3.3 SSR markers and PCR amplification
Total genomic DNA was extracted from leaves of three-week old seedlings using modified CTAB procedure (Saghai-Maroof et al., 1984). 75 microsatellite/SSR markers based on their broad coverage of the maize genome were used for the analysis (Table 3). The primer information for the selected SSR markers is available in public domain (http://www.maizegdb.org). The PCR amplification of SSR primers was carried out as per Bantte and Prasanna (2003). The amplified products were resolved using 3.5% agarose (Amresco, USA) gel.
3.4 SSR data analysis
The allele size was determined by comparing the 100bp DNA ladder. Gene diversity, major allele frequency, unique and rare alleles, and polymorphism information content (PIC) values were computed using Power Marker 3.25 (Liu and Moose, 2005). Genetic dissimilarity was calculated using Jaccard’s coefficient. Cluster analysis following unweighted neighbour-joining method and principal coordinate analysis (PCoA) were undertaken using DARwin5.0 (Perrier et al., 2003).

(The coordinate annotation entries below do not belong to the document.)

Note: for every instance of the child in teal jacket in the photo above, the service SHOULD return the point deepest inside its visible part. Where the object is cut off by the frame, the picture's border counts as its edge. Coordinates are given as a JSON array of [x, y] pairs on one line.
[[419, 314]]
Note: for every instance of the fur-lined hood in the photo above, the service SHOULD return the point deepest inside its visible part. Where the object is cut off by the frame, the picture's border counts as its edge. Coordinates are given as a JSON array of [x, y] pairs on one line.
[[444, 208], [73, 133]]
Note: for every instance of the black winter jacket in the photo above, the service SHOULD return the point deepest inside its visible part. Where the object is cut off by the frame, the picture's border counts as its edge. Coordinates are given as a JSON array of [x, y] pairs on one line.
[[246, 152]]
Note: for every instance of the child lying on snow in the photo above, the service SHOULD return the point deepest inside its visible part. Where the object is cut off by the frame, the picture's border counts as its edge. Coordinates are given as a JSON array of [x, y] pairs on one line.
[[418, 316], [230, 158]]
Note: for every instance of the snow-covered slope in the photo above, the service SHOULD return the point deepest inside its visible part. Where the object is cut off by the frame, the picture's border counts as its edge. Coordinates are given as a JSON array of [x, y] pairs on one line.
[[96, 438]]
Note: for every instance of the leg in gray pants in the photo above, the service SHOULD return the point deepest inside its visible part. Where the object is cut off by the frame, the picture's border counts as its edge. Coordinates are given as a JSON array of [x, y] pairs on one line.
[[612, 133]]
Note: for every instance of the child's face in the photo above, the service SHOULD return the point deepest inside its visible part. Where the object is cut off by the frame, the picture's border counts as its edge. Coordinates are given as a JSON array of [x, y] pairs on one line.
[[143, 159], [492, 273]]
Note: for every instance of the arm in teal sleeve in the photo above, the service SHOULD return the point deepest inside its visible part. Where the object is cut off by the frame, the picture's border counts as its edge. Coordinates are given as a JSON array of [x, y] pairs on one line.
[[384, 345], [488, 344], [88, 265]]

We acknowledge DBT-network projects (BT/PR11708/AGR/02/ 649/2008 and BT/AGR/Maize Biofort/PH-II/2010) for financial assistance. We sincerely thank DMR; New Delhi, CCS-HAU, Uchani and CIMMYT, Mexico for sharing the maize inbreds. Our sincere thanks are also to Dr. Rajesh Kumar, Mr. D.K. Divakar and Mr. Rajat Goswami, Maize Genetics Unit, IARI for their technical help.